As Norman’s estate had a default allowance of £175,000, but is only able to use £122,500, there is unused RNRB of £52,500 available to be transferred to the estate of Norman’s wife.

If the value of the assets left to Norman’s daughter was only £20,000, the downsizing addition would be restricted to £20,000. The total RNRB for the estate would be £72,500 (£52,500 + £20,000) and there would therefore be unused RNRB of £102,500 available to transfer.

Example: Downsizing addition where downsizing occurs before 6 April 2017.

Where the downsizing occurs between 8 July 2015 and 6 April 2017 the maximum RNRB that is treated as being available is £100,000.

Mr & Mrs Clarke downsized in March 2016 from a large house which they owned jointly, worth £300,000, to a less valuable apartment. When Mrs Clarke died in December 2019 she left her half share of the apartment, valued at £105,000, to her husband and other assets in her estate worth £80,000 to her step-daughter.

The residential enhancement in March 2016 is treated as being £100,000.

The residential enhancement in 2019-20 is £150,000.

There is no entitlement to brought-forward allowance on Mrs Clarke’s death.

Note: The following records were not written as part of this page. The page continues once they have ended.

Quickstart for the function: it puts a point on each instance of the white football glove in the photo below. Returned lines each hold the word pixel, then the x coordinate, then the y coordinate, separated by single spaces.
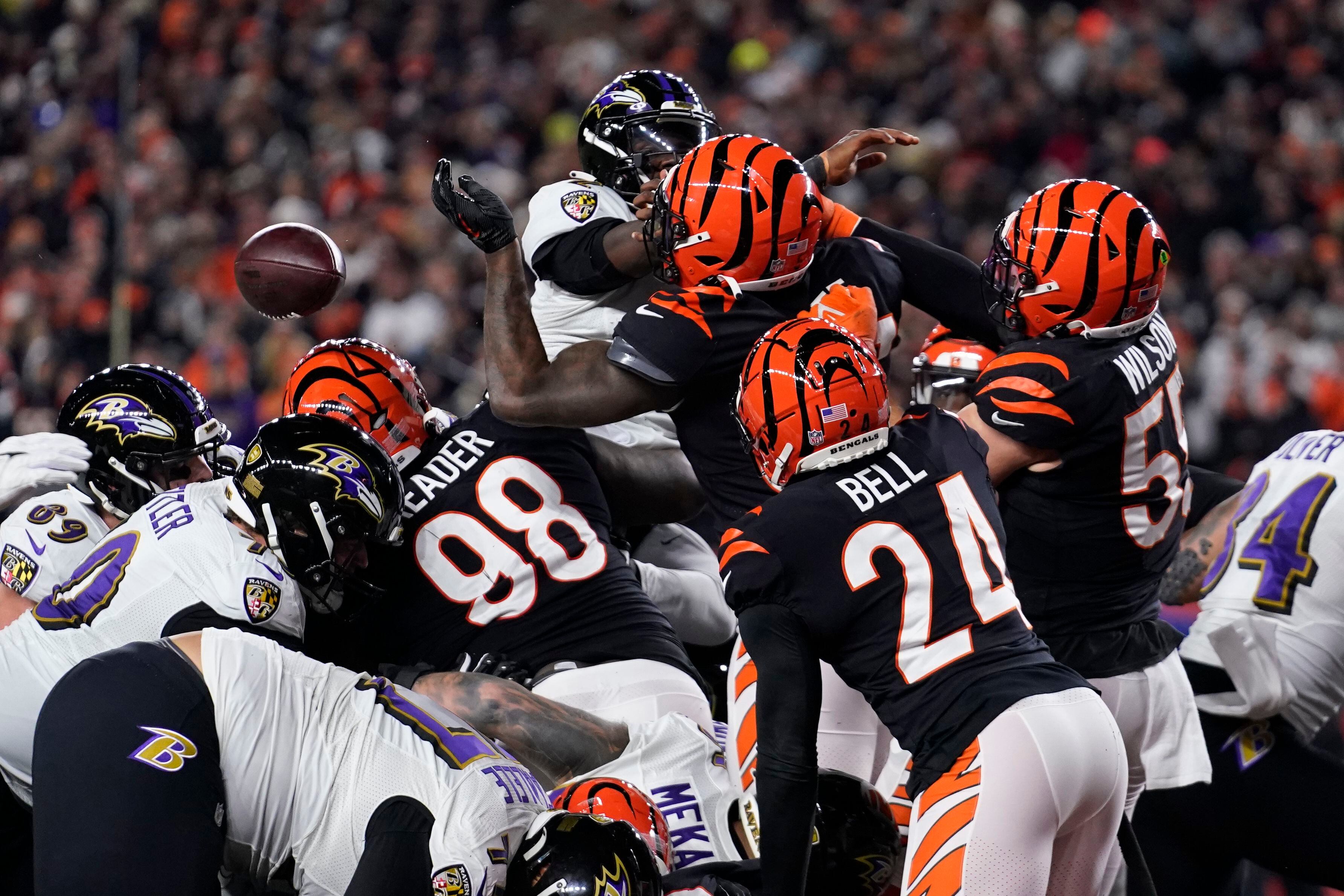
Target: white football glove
pixel 41 463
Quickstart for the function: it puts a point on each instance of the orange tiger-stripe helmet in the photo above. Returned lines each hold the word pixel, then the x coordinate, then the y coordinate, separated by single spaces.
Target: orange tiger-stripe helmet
pixel 365 385
pixel 622 801
pixel 812 395
pixel 1080 258
pixel 736 206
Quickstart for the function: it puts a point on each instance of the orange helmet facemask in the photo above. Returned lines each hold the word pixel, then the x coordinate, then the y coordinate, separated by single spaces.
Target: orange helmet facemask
pixel 738 208
pixel 1080 258
pixel 366 386
pixel 812 395
pixel 945 370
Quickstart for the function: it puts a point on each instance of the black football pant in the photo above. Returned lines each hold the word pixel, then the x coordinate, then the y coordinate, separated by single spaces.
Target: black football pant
pixel 130 800
pixel 15 846
pixel 1273 800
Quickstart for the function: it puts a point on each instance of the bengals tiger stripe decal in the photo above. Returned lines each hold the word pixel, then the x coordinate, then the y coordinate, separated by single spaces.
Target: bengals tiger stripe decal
pixel 1097 254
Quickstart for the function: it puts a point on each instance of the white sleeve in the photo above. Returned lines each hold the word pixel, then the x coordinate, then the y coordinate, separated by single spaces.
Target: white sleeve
pixel 564 206
pixel 38 557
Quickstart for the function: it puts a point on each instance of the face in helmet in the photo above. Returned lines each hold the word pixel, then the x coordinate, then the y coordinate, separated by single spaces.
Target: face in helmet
pixel 585 855
pixel 639 125
pixel 1080 258
pixel 812 395
pixel 319 491
pixel 362 383
pixel 622 801
pixel 945 370
pixel 148 430
pixel 738 208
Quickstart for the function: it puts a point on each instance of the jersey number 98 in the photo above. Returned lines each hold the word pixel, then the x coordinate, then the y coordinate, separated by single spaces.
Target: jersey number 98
pixel 503 585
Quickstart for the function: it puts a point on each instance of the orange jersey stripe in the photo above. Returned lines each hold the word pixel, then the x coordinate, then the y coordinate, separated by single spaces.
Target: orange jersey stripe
pixel 1034 408
pixel 1027 358
pixel 944 879
pixel 955 780
pixel 690 310
pixel 747 737
pixel 1020 385
pixel 740 547
pixel 745 679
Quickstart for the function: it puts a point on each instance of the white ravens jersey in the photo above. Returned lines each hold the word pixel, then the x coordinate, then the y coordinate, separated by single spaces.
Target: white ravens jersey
pixel 310 751
pixel 683 770
pixel 175 565
pixel 45 539
pixel 1287 566
pixel 565 319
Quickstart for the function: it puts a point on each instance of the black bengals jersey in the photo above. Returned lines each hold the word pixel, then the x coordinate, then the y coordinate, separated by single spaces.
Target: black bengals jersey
pixel 1089 540
pixel 506 550
pixel 890 569
pixel 698 339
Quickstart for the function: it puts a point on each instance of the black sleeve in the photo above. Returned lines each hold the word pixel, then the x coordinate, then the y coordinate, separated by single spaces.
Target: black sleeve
pixel 940 282
pixel 576 261
pixel 788 708
pixel 1211 490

Step 1 – Mrs Clarke’s ‘former allowance’ equals the value of the residential enhancement at the date of disposal, which is treated as being £100,000,

Step 2 - The value of Mrs Clarke’s QFRI is £150,000. Her former allowance is treated as being £100,000. Expressed as a percentage £150,000 ÷ £100,000 = 150%, and is therefore limited to 100%.

Step 3 - The QRI expressed as a percentage of Mrs Clarke’s allowance on death is £105,000 ÷ £150,000 = 70%

Step 4 - Subtract the step 3 percentage from the step 2 percentage. Therefore 100% − 70% = 30%.

Step 5 – Mrs Clarke’s default allowance, £150,000, is multiplied by the percentage at step 3, 30%, to give a lost relievable amount of £45,000.

Because the apartment was left to Mrs Clarke’s husband there’s no RNRB due for the share in that home.

The downsizing addition is the lower of the lost relievable amount (£45,000) or the amount of other assets left to the step-daughter (£80,000). So the downsizing addition is £45,000 in this case.

The total RNRB for the estate is therefore £45,000 due to the downsizing addition.

Mrs Clarke’s estate had a default allowance of £150,000, but it can only use £45,000. So there’s unused RNRB of £105,000 available to be transferred to Mr Clarke’s estate.

If the value of the assets left to the daughter had only been £10,000, the downsizing addition would be reduced to £10,000. So the total RNRB for the estate would be £10,000. In that case the unused RNRB available for transfer would be £140,000.